Studies have shown that a rise in externality and decrease in internality leads to anxiety and depression. After all, if we feel as though less things are in our control it may lead to feelings of distress. When feelings of anxiety and helplessness become too great it can lead to the development of depression. But why are children experiencing decreased internality? Signs point to a correlation between decreased play time. Playtime allows children time to explore and act independently from adult direction, but unfortunately, the amount of playtime children are allotted has decreased significantly within recent decades. Dr. Gray describes this essential time as being “ the means by which children learn to solve their own problems, control their own lives, develop their own interests, and become competent in pursuit of their own interests.” Thus a decline in this developmental time for children has lead to a deprivation in allowing children the opportunity to learn how to take control of their own lives. Even with the best intentions, Dr. Gray believes that while  “we may think we are protecting them, but in fact we are diminishing their joy, diminishing their sense of self-control, preventing them from discovering and exploring the endeavors they would most love, and increasing the chance that they will suffer from anxiety, depression, and various other mental disorders.”
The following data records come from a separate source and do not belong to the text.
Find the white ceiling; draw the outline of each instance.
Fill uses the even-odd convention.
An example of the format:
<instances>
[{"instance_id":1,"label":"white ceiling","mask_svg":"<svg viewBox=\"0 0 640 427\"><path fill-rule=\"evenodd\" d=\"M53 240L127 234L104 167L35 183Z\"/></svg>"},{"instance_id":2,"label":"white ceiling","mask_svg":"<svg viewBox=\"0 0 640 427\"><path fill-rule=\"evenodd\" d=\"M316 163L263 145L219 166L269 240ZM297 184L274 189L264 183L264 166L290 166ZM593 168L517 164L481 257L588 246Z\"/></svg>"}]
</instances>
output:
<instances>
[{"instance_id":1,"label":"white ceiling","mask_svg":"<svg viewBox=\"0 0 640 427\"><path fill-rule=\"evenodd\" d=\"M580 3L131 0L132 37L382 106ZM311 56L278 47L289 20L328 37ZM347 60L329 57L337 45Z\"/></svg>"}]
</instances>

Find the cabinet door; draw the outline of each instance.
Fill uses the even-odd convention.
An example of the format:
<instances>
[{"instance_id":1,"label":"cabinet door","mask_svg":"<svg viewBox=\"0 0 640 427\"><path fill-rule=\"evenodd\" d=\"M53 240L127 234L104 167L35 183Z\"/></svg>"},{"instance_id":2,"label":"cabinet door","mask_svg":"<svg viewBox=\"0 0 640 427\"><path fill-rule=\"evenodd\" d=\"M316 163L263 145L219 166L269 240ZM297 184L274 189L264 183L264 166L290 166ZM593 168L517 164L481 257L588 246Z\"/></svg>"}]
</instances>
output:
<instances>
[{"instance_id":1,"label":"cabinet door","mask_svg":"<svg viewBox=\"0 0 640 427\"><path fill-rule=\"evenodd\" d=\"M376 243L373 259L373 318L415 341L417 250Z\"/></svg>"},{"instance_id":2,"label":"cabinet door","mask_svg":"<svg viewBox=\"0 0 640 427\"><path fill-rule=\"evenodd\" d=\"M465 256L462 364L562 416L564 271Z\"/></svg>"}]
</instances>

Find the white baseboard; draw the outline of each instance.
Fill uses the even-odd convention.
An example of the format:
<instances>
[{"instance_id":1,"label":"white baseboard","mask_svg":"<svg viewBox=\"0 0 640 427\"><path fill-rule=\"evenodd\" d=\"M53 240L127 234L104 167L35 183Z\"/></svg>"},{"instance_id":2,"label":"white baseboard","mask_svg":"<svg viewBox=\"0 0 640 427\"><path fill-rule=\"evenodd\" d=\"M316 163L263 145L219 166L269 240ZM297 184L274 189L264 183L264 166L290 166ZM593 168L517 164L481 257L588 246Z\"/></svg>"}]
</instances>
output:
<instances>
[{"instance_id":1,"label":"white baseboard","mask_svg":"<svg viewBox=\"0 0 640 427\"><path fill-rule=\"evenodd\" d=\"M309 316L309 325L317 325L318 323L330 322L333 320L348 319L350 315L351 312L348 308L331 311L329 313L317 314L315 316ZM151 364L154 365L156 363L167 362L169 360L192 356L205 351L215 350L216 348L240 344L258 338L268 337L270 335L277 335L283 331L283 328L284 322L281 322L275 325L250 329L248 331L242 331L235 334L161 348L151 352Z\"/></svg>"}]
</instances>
Even in schools, less time is allotted for play than for more regimented curricular and extracurricular activities. Through this, children learn that what they want is insignificant when compared to what adults what for them. They are directed, organized, and ranked according to the expectations set by adults, thus, their sense of self is largely defined by others. In fact, Dr. Gray describes modern schools as being “a place where children have little choice about with whom they can associate. They are herded into spaces filled with other children that they did not choose, and they must spend a good portion of each school day in those spaces. In free play, children who feel harassed or bullied can leave the situation and find another group that is more compatible; but in school they cannot. Whether the bullies are other students or teachers (which is all too common), the child usually has no choice but to face those persons day after day.” The results of which, he notes, are disasterous.

That’s not to say that schooling and education aren’t important, however, and beneficial to the intellectual development of children and young adults. Rather, allowing kids the freedom to play and develop as individuals can enhance their education by instilling a willingness and motivation to be educated rather than depriving them of any choice. Perhaps by reinstating playtime and emphasizing its importance in the development of our children, we can collectively reverse the rising rates of anxiety and depression by allowing them the self-control they need to be both happy and healthy.